Still, Trump did not express definitive opposition in 2003. In a MSNBC appearance in November 2003, he lamented US spending on the war and said that “the question is whether or not we should have been in Iraq in the first place” – but he continued: “I don’t think that this president can do anything about that. He is really – he is on a course that has to stay.”
In December 2003, Trump told Fox that the war had been “tougher than people thought,” but he added, “It just seems to be something that, we are there now, we have to stay, we have to win, otherwise we just won’t have the same respect.”
It wasn’t until more than a year after the invasion that Trump conveyed explicit opposition to the war.
He told Stern in April 2004 that “Iraq is a terrible mistake.” Trump was quoted in Esquire magazine in July 2004 lamenting deaths and injuries among Americans and Iraqis, saying, “And it turns out that all of the reasons for the war were blatantly wrong. All this for nothing!”
Speaking to CNN’s Larry King in December 2004, Trump said, “Hopefully, we’ll be getting out.” He had become vehement by April 2006, telling CNN’s Wolf Blitzer, “I would do something to get out of that war as quickly as possible.”
What Trump said about ‘the oil’
In his remarks on Sunday, Trump added a new detail to his story.

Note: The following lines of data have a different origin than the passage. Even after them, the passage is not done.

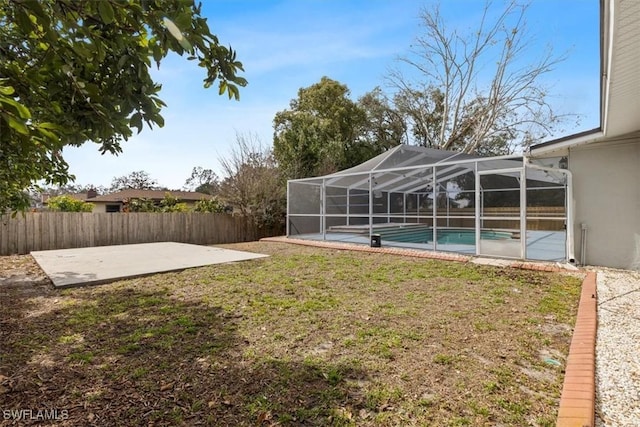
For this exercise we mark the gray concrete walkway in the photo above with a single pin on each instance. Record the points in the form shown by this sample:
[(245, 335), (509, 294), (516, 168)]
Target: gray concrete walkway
[(103, 264)]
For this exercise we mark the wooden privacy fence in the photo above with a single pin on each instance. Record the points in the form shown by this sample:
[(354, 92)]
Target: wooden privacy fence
[(35, 231)]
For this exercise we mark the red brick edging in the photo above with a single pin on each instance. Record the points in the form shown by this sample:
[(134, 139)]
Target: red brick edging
[(577, 402)]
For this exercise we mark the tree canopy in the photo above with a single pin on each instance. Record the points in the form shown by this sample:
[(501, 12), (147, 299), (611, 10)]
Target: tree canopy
[(138, 180), (476, 91), (77, 71), (321, 132)]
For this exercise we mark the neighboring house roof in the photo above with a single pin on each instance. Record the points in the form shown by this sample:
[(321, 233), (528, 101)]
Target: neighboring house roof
[(119, 196), (620, 79), (77, 196)]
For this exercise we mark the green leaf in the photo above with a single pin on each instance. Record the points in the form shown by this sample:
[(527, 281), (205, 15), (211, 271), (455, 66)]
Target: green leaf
[(106, 11), (17, 125), (20, 109), (6, 90)]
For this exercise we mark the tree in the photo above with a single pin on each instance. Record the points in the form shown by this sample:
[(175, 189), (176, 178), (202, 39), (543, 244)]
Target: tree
[(209, 205), (203, 181), (449, 107), (321, 132), (139, 180), (253, 185), (67, 203), (385, 127), (77, 71)]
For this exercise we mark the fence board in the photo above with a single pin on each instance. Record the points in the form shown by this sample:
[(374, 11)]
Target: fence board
[(60, 230)]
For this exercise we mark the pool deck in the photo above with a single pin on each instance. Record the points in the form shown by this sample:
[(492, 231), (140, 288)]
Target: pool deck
[(541, 245)]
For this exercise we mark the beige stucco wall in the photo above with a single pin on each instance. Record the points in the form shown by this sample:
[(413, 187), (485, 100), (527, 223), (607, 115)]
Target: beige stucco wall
[(606, 188)]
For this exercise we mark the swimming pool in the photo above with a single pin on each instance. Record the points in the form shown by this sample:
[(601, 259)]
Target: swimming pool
[(446, 236)]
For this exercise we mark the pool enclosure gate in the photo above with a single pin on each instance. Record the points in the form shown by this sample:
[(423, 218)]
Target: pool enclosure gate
[(421, 198)]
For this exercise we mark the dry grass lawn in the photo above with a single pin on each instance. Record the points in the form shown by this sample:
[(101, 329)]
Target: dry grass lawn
[(305, 337)]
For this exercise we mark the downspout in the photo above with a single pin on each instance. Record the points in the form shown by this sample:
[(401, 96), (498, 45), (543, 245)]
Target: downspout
[(288, 207)]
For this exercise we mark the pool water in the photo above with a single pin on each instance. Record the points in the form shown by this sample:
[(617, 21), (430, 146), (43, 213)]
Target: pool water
[(446, 236)]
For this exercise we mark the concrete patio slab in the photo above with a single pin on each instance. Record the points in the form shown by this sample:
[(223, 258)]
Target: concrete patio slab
[(103, 264)]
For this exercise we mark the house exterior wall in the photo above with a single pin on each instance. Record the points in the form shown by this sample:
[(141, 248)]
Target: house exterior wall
[(99, 207), (606, 189)]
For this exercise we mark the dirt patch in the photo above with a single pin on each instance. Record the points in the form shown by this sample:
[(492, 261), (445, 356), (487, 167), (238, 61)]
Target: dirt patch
[(306, 337)]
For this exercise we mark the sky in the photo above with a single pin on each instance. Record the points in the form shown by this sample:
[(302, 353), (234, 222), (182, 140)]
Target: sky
[(290, 44)]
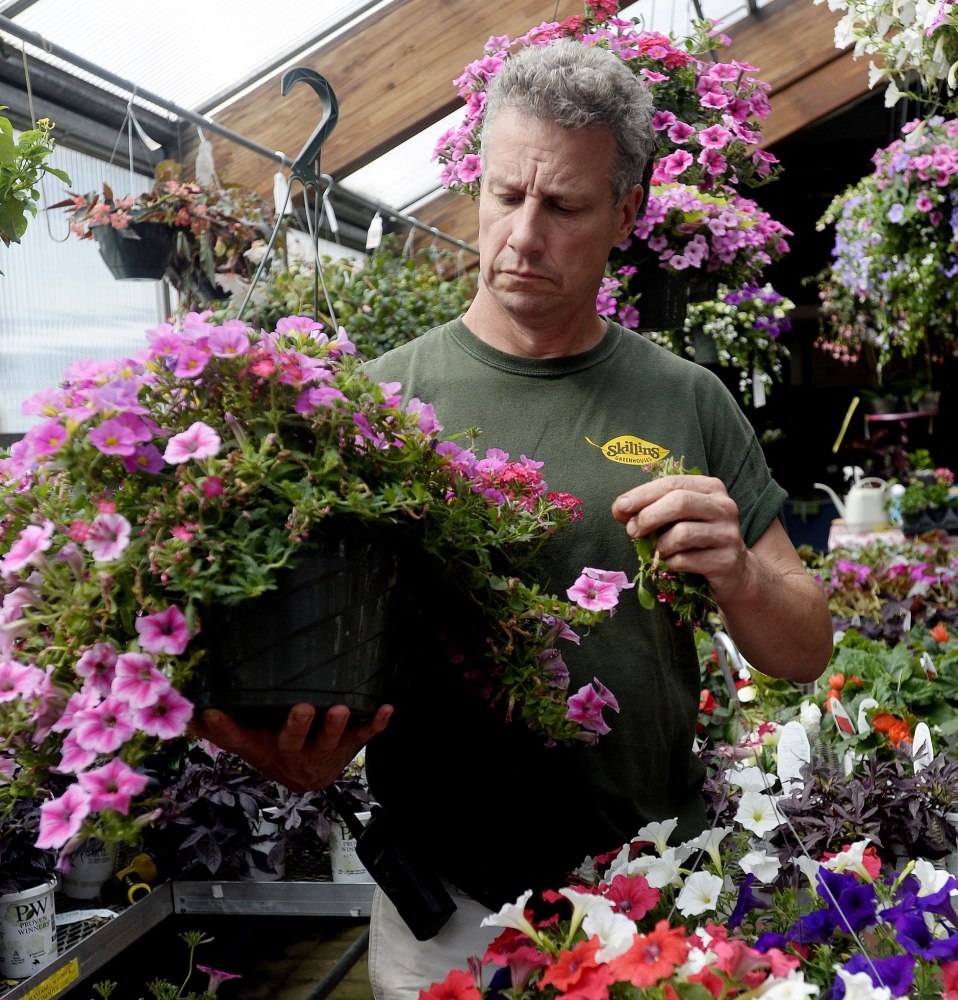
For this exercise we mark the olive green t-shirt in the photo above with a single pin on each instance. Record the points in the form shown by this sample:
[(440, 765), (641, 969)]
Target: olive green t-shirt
[(499, 811)]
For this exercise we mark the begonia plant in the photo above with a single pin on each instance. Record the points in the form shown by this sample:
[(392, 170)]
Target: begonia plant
[(158, 487)]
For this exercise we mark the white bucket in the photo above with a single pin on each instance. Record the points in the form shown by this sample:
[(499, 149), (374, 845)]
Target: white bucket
[(263, 828), (342, 852), (28, 931), (90, 867)]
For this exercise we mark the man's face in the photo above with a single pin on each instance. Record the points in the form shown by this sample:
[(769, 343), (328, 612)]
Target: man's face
[(546, 219)]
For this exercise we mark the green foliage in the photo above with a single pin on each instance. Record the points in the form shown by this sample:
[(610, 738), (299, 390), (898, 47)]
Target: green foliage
[(382, 303), (22, 164)]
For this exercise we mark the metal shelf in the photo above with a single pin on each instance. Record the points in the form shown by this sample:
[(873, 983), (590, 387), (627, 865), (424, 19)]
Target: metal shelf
[(83, 950)]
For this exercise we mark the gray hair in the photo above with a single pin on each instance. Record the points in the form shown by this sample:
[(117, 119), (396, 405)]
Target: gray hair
[(580, 86)]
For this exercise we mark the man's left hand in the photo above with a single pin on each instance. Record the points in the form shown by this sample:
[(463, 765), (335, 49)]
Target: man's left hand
[(702, 531)]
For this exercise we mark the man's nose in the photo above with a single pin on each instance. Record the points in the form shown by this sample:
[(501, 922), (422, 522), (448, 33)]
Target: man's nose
[(527, 235)]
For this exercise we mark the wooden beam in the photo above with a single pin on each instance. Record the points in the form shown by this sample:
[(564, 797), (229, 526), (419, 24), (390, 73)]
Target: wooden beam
[(392, 75), (815, 96)]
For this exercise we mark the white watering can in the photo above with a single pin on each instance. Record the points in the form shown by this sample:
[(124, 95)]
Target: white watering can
[(864, 505)]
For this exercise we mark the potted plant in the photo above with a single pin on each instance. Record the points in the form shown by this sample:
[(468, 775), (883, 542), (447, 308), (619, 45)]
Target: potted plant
[(22, 164), (888, 295), (195, 236), (129, 527)]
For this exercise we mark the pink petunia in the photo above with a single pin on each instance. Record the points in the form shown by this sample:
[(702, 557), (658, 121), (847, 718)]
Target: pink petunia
[(112, 786), (109, 535), (165, 718), (61, 819), (163, 632), (198, 441), (104, 728), (593, 595), (137, 681), (28, 549), (97, 664)]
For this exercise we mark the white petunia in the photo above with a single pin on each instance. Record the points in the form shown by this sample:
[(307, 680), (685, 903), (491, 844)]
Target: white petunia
[(658, 834), (763, 866), (699, 894), (757, 813), (665, 870), (513, 915), (858, 986), (793, 987), (615, 931)]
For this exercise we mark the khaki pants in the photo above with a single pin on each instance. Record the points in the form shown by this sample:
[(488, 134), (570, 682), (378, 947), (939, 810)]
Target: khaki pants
[(400, 966)]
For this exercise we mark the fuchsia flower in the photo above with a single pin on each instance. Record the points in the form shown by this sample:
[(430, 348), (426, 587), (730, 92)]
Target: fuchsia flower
[(61, 819), (28, 549), (164, 631), (105, 728), (109, 535), (97, 665), (166, 717), (112, 786), (137, 681), (198, 441)]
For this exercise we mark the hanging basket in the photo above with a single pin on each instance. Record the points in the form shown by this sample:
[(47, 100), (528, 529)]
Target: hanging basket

Defending his decision to leave some American troops in Syria to “secure the oil,” Trump said that he had argued in favor of seizing oil from Iraq at the same time as he was opposing the 2003 invasion.
“I always used to say, ‘If they’re going to go in…’ Nobody cared that much, but it got written about. ‘If they’re going to go in…’ I’m sure you’ve heard the statement, because I made it more than any human being alive. ‘If they’re going into Iraq, keep the oil.’ They never did. They never did,” he said.
We could not find any examples of Trump saying anything before the war about keeping Iraq’s oil. (We’ve asked the White House if they can provide any evidence; we’ll update this article if we receive more information.) As with his stance on the invasion itself, Trump appeared to be describing comments he made during the war as if he made them during the run-up to the war.
There is at least slightly more factual basis for this claim than his claim to have opposed the invasion: Trump did have a history of suggesting that the US get or take Middle Eastern countries’ oil.
In a CNN appearance in 1987, for example, he called for the US to get a percentage of Kuwait’s oil in exchange for military protection. The same year, Florida’s St. Petersburg Times reported that Trump had suggested in a New Hampshire speech that “the United States should attack Iran ‘and take over some of their oil.’ “
But these comments were more than 15 years before the invasion of Iraq, and they were not about Iraq.
Trump did not mention Iraq’s oil in either the September 2002 interview with Stern or in the January 2003 interview with Fox.
He did talk about oil after the invasion. When Trump spoke to Blitzer in 2008 about Iraq’s budget surplus – which was partly a result of high oil prices – and Iraqi money sitting in American banks, Trump said, “Are we not entitled to anything? They have so much money, they don’t know what to do with it. Are we entitled to anything?”
Trump was more explicit by 2010. Criticizing the Obama administration in another interview with Blitzer, Trump said, “We weren’t smart enough to take the oil.”
In 2011, Trump made comments about taking oil from both Iraq and Libya, where the US had embarked on another military intervention.
He tweeted in November 2011: “Iran will soon take all of the oil in Iraq…and Iraq itself—Keep the oil.” And he tweeted in December 2011: “I still can’t believe we didn’t t (sic) take the oil from Iraq.”